0

I am having trouble loading a file in jupyter notebook.

Here is my project tree:

-- home

---- cdsw

------ my_main.py

------ notebooks

-------- my_notebook.ipynb

------ dns

-------- assets

---------- stopwords.txt

-------- bilans

---------- my_module.py

Know that '/home/cdsw/" is in my PYTHONPATH - the same interpreter in which I launch jupyter -.

In my_module.py I have these lines:

PATH_STOPWORDS: Final = os.path.join("dns", "assets", "stopwords.txt")
STOPWORDS: Final = load_stopwords(PATH_STOPWORDS)

load_stopwords is basically just a open(PATH_STOPWORDS, 'r'). So my problem is that when I import dns.bilans.my_module inside my_main.py it works fine: file is correctly loaded. Yet, when I import it from my_notebook.ipynb, it does not :

FileNotFoundError: [Errno 2] No such file or directory: 'dns/assets/stopwords.txt'

So my_module is indeed founded by jupyter kernel (because it reads the code lines of the file) but can't use the relative path provided like it does from a run in a terminal.
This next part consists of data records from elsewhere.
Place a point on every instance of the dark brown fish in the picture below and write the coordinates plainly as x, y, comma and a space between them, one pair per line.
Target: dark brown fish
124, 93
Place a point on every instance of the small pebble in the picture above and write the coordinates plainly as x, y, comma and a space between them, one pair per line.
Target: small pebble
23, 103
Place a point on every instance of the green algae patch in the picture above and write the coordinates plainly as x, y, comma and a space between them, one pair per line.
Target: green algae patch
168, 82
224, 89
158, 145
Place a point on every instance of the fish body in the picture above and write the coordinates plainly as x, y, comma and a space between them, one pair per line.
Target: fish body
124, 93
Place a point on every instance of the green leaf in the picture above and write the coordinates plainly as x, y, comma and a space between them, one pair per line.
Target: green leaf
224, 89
When I use a open(relpath, 'r') inside a module, I don't need to go all through the project tree right ? Indeed it DOES work in my_main.py ...

I really don't get it ...

The output of os.getcwd() in jupyter is "/home/cdsw/notebooks".

JADS
  • 31
  • 5
  • You've shown no assets folder – OneCricketeer Feb 13 '22 at 16:50
  • Yep sorry I edit that, the assets folder indeed exists and the stopwords.txt also ... – JADS Feb 13 '22 at 16:52
  • 1
    The path and open function are relative to where they are ran, not relative to where they are defined. In other words, create a `notebooks/dns/assets` folder, and it'll work. Or move the ipynb file up a folder, and it might work. – OneCricketeer Feb 13 '22 at 16:55
  • The correct path in your case is `../dns/assets/stopwords.txt` but probably a better solution is to specify the full path when starting your script. Perhaps see also [What exactly is current working directory?](https://stackoverflow.com/questions/45591428/what-exactly-is-current-working-directory) – tripleee Feb 13 '22 at 17:18
  • IMO, the pretty much universal "best answer" in these cases is to start with the path to the directory containing your script, computed via `here = os.path.dirname(__file__)`, and then traverse from there with `os.path.join`. In your case, `os.path.join(here, '..', '..', 'assets', 'stopwords.txt')`. The other two alternatives of relying on the cwd or having to somehow specify an absolute path are both yucky. This is the way to go. Your code knows where it's coming from. Use that fact to let it find nearby files. – CryptoFool Feb 13 '22 at 17:29
  • @tripleee - I don't see how this is a duplicate of the question you cite, nor do I see how the answer to that question addresses the OP's problem. I would really have liked to have supplied my answer as an answer vs a comment. What the OP is struggling with is a very common problem, and neither `./` or `~/` are part of the best solution. Jumping the gun on closing questions seems counterproductive. – CryptoFool Feb 13 '22 at 17:35
  • I'll be happy to point to a better duplicate if you can find one. Basic understanding of relative file names is a very common beginner problem and not really suitable for Stack Overflow. – tripleee Feb 13 '22 at 17:41
  • @tripleee - respectfully, I don't see that the OP is asking for an understanding of relative file paths. Rather, they are asking how to access files associated with and accompanying a particular piece of code. The very powerful technique that I explain and use all the time is not inherent to the Python language. Having a clear explanation of the technique in SO is, it seems to me, perfectly appropriate and suitable for SO. Of course, if there's an existing question that describes this technique, then closing this as a dup of that question would be appropriate. – CryptoFool Feb 13 '22 at 17:46
  • Almost certainly a duplicate regardless, but have a go at it. We can close again if we find a duplicate of your answer. – tripleee Feb 13 '22 at 17:47
  • Nice. Thanks for considering my position. I'll look for a duplicate first, and then will write up my answer. – CryptoFool Feb 13 '22 at 17:49

1 Answers1

0

This existing SO question suggests how to find files relative to the position of a Python code file. It isn't exactly the same question, however, and I believe that this technique is so important for every Python programmer to understand, that I'm going to provide a more thorough answer.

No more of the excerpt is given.